Comment ont évolué les mémoires de la Seconde Guerre mondiale en France ?

• En 1945, les Français sortent divisés et meurtris par le régime de Vichy. Afin de reconstruire l'unité nationale, le gouvernement provisoire, avec à sa tête le général de Gaulle, passe la collaboration sous silence. L'image d'une France majoritairement combattante et résistante est alors véhiculée par les gaullistes et les communistes. Le système concentrationnaire est présenté comme un « tout » et l'horreur de la Shoah, occultée. Vous avez sans doute vu des images du documentaire Nuit et brouillard, qui véhicule cette mémoire de la déportation.
• À partir des années 1970, le cinéma, le travail des historiens (comme celui de Robert Paxton) et des procès de criminels nazis permettent de réexaminer l'histoire de la Seconde Guerre mondiale. La Shoah devient un élément central des mémoires de cette période et de l'identité juive.
• Dans les années 1990, la France reconnaît officiellement ses responsabilités dans la déportation des juifs et les historiens défendent l'idée d'une population française qui s'est plus « accommodée » à l'occupant nazi qu'elle n'a résisté.

Et les mémoires de la guerre d'Algérie, comment ont-elles évolué en France ?

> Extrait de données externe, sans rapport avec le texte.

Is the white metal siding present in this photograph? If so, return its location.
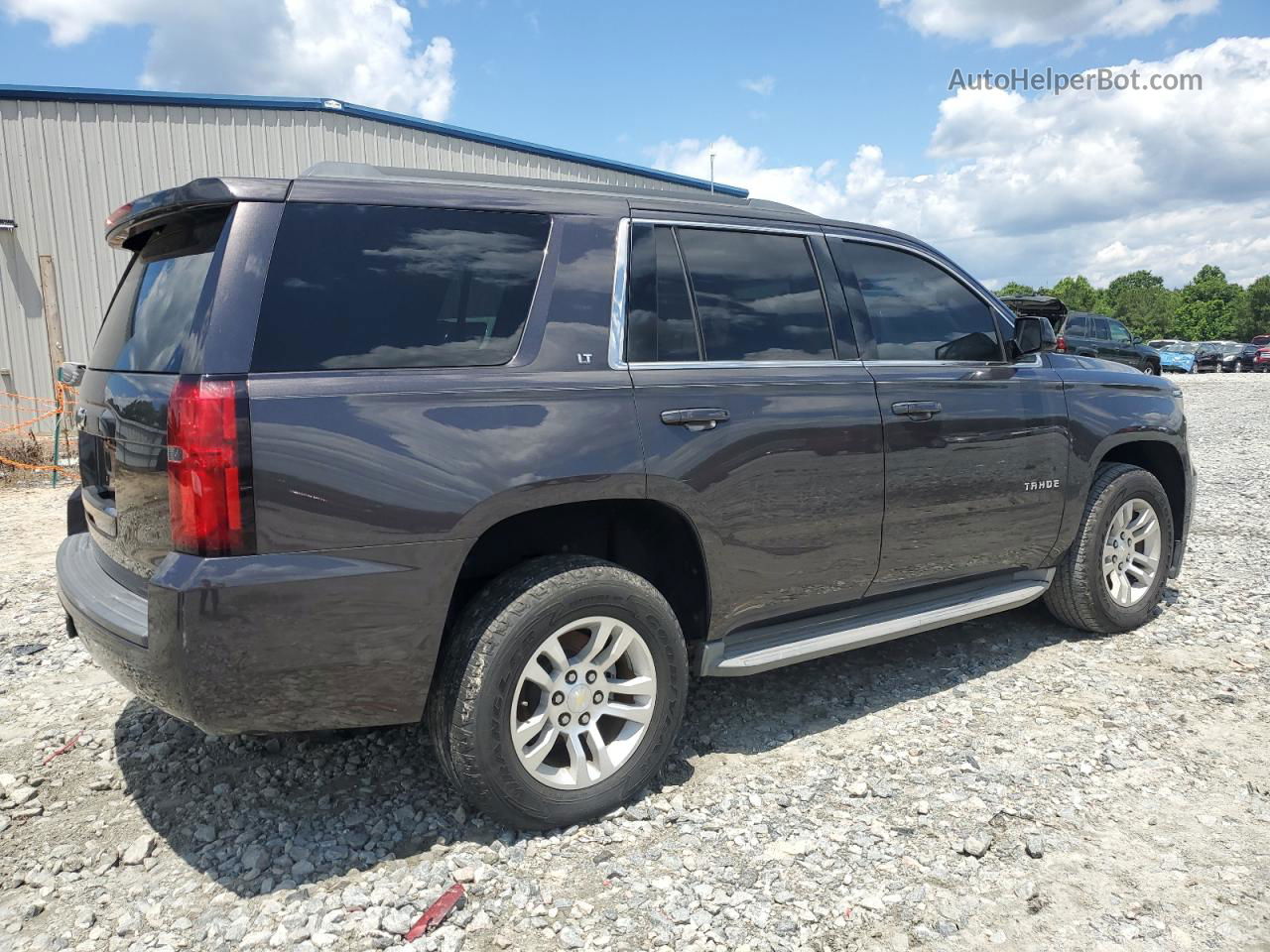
[0,99,696,427]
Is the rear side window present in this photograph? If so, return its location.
[676,228,834,361]
[829,240,1002,361]
[251,203,552,373]
[89,209,228,373]
[1063,313,1089,337]
[626,225,701,362]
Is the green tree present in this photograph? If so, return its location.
[1049,274,1101,311]
[1175,264,1247,340]
[1107,286,1178,340]
[997,281,1036,298]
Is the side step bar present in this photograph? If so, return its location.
[701,568,1054,678]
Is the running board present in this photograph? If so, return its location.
[701,568,1054,678]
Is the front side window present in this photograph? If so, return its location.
[829,239,1002,361]
[251,203,552,373]
[676,228,834,361]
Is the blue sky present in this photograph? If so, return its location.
[0,0,1270,283]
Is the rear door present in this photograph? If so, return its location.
[829,236,1070,595]
[625,219,883,632]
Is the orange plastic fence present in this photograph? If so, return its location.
[0,381,78,477]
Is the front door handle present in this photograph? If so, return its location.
[890,400,944,420]
[662,407,729,431]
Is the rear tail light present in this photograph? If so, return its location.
[168,377,255,556]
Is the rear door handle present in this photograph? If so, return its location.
[662,407,730,431]
[890,400,944,420]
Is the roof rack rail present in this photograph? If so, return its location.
[300,162,751,204]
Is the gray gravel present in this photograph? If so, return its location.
[0,375,1270,952]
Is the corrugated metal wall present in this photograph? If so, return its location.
[0,99,695,427]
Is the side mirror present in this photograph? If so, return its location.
[1010,314,1054,361]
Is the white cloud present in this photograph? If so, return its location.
[740,73,776,96]
[650,38,1270,283]
[0,0,454,119]
[877,0,1218,47]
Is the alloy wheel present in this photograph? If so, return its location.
[511,616,657,789]
[1102,498,1161,608]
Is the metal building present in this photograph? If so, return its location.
[0,85,745,427]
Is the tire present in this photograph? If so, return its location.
[1044,463,1174,635]
[426,556,689,830]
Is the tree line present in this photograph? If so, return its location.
[997,264,1270,341]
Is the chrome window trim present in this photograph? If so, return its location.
[608,217,1042,371]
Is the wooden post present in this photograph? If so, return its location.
[40,255,66,380]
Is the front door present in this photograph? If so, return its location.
[829,237,1070,595]
[626,222,883,634]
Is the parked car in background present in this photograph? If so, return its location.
[1001,295,1160,376]
[1160,340,1199,373]
[55,164,1195,832]
[1195,340,1226,373]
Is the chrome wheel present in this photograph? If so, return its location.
[1102,499,1161,608]
[512,616,657,789]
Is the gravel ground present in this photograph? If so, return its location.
[0,375,1270,952]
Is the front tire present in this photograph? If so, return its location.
[1045,463,1174,635]
[427,556,689,829]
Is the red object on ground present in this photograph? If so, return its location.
[405,883,463,942]
[40,731,83,767]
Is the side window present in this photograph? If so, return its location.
[676,228,834,361]
[626,225,701,362]
[251,203,552,373]
[829,240,1002,361]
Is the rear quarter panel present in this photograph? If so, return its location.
[1049,354,1190,559]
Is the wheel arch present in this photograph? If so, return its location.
[1091,436,1188,542]
[437,496,710,690]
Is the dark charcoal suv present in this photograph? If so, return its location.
[58,168,1194,828]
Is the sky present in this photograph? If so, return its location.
[0,0,1270,287]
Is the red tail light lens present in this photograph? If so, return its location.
[168,377,255,556]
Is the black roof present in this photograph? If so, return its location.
[107,163,939,254]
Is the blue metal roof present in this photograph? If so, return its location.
[0,82,749,198]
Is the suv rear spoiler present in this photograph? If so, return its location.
[105,178,291,248]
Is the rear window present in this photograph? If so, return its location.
[251,203,552,372]
[89,209,228,373]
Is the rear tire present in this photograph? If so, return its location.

• Après l'indépendance de l'Algérie en 1962, la mémoire de la guerre est occultée par l'État français. On parle encore à son sujet des « événements », et non d'une « guerre ». Les mémoires de ce conflit sont portées par des groupes très différents : les pieds-noirs, les harkis et les anciens combattants de l'armée française.
• Il faut attendre les années 1990 pour que le travail des historiens porte ses fruits : la guerre est officiellement nommée comme telle par les autorités et l'attitude de l'armée, notamment l'usage de la torture, est divulguée. La guerre d'Algérie redevient un enjeu entre des « mémoires parallèles » qui ne sont pas encore apaisées.

La mémoire de ce conflit est-elle la même en Algérie ?

• En Algérie, l'histoire de la guerre est réécrite par les autorités au pouvoir à partir de 1965. Certains héros de la guerre, hostiles au nouveau pouvoir en place, sont occultés. C'est une vision officielle de l'histoire qui s'impose. La mémoire est manipulée.
• Dans les années 1980, certains des hommes qui avaient été écartés sont libérés, mais l'accès aux archives reste difficile. Il faut attendre les années 1990, et les affrontements entre le pouvoir et les islamistes, pour que les souvenirs de la guerre d'Algérie soient réveillés. Aujourd'hui, les mémoires de la « guerre de libération » restent essentielles en Algérie parce que cet événement est fondateur de la nation algérienne.

Quelques idées clés à retenir.

• Donner la parole aux témoins d'un événement, c'est solliciter leur mémoire et les considérer comme une source pour faire l'histoire. La mémoire, prise collectivement, devient un objet d'histoire.
• Alors que les mémoires de la Seconde Guerre mondiale sont aujourd'hui globalement apaisées et consensuelles, les mémoires de la guerre d'Algérie restent vives et souvent opposées.